And then, one day, the fence began to creak forward; and I tried to straighten it, to prop it up, but it eventually gave way completely, and it crumbled to the ground.  Its familiar posts and pickets that had so long defined that part of my yard were gone.  And they left in their wake an unfamiliar, view-altering, open space.  What once had been a boundary, a definition, an identifier – was no longer there.  And it was a vine of sweet, gently flowering honeysuckle – a thing of beauty – that had altered its composition and worn it away.

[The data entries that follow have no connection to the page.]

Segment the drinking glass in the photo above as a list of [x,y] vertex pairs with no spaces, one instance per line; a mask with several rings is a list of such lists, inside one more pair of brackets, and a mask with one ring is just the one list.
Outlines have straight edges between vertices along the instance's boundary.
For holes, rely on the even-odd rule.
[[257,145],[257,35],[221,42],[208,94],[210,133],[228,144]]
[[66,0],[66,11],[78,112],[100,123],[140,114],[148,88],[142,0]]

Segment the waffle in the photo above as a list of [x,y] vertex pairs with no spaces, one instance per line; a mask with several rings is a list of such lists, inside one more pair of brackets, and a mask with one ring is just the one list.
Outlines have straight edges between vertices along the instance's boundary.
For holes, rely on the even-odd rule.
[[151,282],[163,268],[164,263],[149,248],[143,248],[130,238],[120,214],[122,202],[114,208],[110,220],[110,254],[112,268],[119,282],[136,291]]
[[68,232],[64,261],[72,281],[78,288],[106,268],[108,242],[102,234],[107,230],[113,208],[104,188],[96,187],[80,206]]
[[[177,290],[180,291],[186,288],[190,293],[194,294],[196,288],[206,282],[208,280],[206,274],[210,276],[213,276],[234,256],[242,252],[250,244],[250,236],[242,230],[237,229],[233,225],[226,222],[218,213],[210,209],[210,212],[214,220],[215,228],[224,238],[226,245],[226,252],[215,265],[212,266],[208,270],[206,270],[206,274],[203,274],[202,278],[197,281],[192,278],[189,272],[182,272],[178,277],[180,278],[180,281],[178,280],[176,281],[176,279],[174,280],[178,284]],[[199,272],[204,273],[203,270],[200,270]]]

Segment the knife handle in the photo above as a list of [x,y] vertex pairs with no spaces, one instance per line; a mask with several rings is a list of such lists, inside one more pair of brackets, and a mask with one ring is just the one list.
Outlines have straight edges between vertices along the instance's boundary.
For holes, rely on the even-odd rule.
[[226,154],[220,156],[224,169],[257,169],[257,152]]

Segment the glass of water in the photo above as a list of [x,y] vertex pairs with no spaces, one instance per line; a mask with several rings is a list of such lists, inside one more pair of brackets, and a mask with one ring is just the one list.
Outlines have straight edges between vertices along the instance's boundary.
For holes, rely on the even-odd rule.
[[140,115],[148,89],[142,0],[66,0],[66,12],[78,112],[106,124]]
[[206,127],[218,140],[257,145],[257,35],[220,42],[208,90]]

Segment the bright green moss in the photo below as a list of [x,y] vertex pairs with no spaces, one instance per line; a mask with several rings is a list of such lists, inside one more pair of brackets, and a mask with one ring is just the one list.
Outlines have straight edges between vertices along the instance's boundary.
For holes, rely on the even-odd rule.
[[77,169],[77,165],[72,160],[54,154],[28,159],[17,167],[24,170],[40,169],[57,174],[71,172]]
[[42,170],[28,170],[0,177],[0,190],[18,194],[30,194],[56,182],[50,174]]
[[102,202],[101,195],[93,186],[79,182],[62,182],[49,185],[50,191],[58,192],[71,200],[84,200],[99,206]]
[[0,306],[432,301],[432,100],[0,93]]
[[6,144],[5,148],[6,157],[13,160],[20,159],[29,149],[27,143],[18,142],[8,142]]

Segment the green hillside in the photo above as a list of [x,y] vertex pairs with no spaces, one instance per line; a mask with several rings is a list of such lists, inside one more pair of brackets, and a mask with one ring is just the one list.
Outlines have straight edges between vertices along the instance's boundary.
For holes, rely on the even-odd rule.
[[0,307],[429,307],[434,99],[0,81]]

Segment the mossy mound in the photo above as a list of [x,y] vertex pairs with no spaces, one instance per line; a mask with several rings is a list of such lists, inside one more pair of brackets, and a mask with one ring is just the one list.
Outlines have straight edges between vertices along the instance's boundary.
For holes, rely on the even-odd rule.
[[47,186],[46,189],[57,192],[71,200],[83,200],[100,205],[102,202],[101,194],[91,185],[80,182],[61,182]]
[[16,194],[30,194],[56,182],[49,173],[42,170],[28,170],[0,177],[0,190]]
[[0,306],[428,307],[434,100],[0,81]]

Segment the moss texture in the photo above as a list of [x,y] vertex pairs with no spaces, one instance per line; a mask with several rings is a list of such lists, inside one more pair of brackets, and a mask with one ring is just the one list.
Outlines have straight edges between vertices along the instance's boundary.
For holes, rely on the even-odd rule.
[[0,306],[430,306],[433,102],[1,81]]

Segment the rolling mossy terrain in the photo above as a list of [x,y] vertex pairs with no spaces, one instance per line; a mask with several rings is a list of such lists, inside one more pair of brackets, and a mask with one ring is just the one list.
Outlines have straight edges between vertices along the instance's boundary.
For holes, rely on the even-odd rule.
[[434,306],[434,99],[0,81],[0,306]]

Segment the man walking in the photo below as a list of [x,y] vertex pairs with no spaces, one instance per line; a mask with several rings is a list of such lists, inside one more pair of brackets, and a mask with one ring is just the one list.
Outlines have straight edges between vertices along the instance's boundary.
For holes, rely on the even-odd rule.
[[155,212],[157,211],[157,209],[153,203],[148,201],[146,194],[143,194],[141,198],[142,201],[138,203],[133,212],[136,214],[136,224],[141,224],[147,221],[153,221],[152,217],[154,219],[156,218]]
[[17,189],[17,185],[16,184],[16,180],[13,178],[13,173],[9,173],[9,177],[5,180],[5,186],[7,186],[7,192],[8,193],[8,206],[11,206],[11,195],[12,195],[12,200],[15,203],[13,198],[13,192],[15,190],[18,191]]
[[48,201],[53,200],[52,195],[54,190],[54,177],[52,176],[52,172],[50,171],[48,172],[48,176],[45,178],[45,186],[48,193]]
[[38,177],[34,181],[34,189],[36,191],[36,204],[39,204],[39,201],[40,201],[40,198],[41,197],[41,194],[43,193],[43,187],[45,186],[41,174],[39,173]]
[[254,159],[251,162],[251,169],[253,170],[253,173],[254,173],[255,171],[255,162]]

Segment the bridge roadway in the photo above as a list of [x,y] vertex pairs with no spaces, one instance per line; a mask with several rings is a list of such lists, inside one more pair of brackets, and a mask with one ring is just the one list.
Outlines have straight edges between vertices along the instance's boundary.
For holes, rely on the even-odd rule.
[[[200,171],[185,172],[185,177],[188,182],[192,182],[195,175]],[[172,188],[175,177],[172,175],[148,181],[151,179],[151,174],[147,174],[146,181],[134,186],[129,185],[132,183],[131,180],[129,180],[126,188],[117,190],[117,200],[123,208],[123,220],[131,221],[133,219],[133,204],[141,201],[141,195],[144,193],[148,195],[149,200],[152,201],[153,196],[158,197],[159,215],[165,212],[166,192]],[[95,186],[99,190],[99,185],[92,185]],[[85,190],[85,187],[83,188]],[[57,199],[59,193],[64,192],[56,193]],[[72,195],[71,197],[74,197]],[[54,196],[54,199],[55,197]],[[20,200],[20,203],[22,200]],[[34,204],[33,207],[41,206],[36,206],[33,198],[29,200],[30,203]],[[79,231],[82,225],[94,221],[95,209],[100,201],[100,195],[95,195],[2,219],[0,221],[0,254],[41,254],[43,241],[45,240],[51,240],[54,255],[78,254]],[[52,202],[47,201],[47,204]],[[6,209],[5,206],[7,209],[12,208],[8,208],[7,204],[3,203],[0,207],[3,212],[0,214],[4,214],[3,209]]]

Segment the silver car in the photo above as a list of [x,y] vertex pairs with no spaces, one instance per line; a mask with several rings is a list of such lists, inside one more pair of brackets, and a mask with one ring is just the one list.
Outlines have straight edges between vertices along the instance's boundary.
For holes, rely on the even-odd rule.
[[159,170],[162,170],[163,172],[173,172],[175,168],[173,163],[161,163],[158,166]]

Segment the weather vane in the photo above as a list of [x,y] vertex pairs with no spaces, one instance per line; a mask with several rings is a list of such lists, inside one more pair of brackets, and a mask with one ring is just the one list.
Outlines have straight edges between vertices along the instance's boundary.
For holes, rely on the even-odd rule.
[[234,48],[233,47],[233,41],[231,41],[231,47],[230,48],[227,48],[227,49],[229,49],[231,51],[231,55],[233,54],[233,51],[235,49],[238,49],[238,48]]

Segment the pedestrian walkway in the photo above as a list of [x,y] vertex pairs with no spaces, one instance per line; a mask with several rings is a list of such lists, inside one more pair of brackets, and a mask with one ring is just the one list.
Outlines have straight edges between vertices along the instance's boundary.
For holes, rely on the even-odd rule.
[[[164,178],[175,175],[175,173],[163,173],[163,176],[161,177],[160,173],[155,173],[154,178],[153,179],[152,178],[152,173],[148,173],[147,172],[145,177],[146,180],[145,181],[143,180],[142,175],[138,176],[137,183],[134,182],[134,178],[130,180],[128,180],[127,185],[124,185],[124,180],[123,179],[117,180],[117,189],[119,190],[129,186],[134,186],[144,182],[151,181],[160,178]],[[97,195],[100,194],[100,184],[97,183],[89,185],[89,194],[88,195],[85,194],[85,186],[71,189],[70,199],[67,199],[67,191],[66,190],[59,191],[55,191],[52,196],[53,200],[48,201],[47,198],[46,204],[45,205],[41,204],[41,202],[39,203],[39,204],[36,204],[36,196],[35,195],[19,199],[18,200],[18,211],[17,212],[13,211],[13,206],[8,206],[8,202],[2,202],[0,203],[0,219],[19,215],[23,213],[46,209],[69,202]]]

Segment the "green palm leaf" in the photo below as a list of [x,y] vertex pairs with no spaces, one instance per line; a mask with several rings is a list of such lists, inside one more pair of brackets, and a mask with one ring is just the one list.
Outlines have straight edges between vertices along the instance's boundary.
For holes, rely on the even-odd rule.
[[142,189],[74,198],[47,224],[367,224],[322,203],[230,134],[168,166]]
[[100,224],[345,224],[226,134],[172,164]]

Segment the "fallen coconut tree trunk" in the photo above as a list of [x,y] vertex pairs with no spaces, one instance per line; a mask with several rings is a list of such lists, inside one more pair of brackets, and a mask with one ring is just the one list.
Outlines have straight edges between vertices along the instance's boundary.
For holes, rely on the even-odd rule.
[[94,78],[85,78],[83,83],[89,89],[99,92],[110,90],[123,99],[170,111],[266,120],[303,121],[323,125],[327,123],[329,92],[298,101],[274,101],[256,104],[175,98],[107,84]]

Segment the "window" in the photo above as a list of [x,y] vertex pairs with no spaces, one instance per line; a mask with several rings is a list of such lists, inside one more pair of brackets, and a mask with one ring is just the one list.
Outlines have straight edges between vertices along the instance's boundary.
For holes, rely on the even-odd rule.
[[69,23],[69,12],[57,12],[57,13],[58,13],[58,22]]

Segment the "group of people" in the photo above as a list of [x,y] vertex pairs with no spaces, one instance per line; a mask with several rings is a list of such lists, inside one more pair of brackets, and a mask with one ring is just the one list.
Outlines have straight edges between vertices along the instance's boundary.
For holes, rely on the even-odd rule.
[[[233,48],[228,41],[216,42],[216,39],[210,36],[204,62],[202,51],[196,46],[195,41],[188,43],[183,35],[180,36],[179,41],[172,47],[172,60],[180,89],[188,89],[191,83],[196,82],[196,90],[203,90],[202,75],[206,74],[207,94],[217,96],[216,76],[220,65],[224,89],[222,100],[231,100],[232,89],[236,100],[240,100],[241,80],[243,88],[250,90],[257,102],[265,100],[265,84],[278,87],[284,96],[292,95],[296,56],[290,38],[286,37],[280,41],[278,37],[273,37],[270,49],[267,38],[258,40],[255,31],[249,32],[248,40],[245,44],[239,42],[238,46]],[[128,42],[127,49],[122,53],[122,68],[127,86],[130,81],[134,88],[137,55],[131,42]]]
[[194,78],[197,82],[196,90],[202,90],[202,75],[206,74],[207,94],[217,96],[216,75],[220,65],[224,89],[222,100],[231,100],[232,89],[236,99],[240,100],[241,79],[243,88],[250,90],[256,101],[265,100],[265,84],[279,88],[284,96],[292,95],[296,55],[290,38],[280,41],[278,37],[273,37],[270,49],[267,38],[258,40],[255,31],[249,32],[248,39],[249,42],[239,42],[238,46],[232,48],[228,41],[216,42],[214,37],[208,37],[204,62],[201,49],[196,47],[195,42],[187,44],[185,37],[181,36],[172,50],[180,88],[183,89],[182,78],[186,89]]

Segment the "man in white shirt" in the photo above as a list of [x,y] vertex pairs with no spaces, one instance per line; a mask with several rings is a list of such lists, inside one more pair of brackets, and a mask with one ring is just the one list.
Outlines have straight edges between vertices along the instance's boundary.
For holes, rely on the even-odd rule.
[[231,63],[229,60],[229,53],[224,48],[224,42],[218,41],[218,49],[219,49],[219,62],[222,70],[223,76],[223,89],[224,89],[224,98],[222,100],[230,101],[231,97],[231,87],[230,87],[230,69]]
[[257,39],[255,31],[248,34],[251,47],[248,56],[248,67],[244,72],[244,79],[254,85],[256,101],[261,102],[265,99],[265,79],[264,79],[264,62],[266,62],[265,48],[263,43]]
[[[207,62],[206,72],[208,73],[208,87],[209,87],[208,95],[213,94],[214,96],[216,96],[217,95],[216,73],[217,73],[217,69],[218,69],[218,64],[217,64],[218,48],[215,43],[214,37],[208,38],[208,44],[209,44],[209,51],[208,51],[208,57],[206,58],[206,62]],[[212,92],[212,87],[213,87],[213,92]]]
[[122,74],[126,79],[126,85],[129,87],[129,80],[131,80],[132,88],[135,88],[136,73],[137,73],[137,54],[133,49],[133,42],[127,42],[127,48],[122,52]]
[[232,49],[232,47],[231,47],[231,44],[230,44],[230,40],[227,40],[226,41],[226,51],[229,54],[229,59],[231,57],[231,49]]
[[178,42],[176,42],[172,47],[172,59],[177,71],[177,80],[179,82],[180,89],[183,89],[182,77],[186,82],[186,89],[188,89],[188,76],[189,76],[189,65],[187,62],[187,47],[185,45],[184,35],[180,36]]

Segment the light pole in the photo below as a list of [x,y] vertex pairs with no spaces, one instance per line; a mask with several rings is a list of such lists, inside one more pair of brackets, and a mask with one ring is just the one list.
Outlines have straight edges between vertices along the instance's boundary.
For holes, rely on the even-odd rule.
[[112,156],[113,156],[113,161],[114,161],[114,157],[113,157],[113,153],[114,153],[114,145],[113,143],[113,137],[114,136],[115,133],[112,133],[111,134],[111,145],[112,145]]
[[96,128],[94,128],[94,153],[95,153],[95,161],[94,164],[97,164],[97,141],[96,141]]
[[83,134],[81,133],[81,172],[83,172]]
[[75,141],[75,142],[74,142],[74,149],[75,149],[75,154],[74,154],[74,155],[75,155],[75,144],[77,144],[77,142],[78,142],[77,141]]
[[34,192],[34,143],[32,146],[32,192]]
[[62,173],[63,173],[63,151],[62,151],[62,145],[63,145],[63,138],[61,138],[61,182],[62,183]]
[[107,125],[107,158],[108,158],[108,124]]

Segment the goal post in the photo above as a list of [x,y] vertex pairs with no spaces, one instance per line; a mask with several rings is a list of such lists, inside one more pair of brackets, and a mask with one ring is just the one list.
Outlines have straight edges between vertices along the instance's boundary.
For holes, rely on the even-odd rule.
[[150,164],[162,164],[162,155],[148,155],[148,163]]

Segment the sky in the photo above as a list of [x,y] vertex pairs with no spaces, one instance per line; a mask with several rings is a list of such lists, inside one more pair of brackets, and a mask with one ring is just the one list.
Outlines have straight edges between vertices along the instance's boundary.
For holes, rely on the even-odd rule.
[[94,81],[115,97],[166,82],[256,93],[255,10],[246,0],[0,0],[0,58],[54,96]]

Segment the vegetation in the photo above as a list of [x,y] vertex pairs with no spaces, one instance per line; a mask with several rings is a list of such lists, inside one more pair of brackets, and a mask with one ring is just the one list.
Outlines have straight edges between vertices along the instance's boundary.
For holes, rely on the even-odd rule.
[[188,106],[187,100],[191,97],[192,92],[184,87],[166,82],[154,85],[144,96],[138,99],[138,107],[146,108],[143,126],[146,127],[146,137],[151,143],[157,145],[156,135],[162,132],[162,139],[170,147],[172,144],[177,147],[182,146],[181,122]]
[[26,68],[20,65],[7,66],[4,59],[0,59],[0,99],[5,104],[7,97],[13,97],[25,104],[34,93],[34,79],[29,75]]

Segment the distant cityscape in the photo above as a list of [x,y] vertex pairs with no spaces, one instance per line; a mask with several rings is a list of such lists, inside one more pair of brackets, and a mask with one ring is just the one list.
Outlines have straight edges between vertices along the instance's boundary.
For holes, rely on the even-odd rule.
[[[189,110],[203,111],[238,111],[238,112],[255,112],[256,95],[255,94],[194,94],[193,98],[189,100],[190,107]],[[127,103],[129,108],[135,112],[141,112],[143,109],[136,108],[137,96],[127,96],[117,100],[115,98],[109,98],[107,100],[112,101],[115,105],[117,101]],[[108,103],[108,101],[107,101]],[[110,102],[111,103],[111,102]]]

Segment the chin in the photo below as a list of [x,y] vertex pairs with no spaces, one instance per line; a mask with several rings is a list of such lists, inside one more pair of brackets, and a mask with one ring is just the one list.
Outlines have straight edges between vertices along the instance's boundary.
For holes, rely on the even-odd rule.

I suspect that right now we are all noticing great gaping holes everywhere around us – ripped through our realities and definitions, our familiar lives and views of the world.  These things, too, have fallen and crumbled away.  And we mourn the loss and grieve for all that they represented.  We feel the jagged edges of the pieces, and try our best to rebuild them as they were before.  But they no longer fit together or hold in place, they fall from our hands, as they have already passed into being something else.

And I wonder if perhaps, one day, we will find that it was something of great beauty that brought down those perceptions and boundaries – just as my picket fence fell under the presence of the honeysuckle.  Perhaps we will find that the grace and beauty of our humanity, our compassion and courage for one another, our vulnerability made achingly visible, was what ultimately redefined us – in ways we would never have chosen or imagined or desired on our own – but which, in the end, left us infinitely truer and wiser.

I suspect that our reality is meant to change over time – and to change organically.  And perhaps, every once in awhile, it is meant to completely collapse – perhaps under the weight of something wretchedly unforeseen, yet radically beautiful.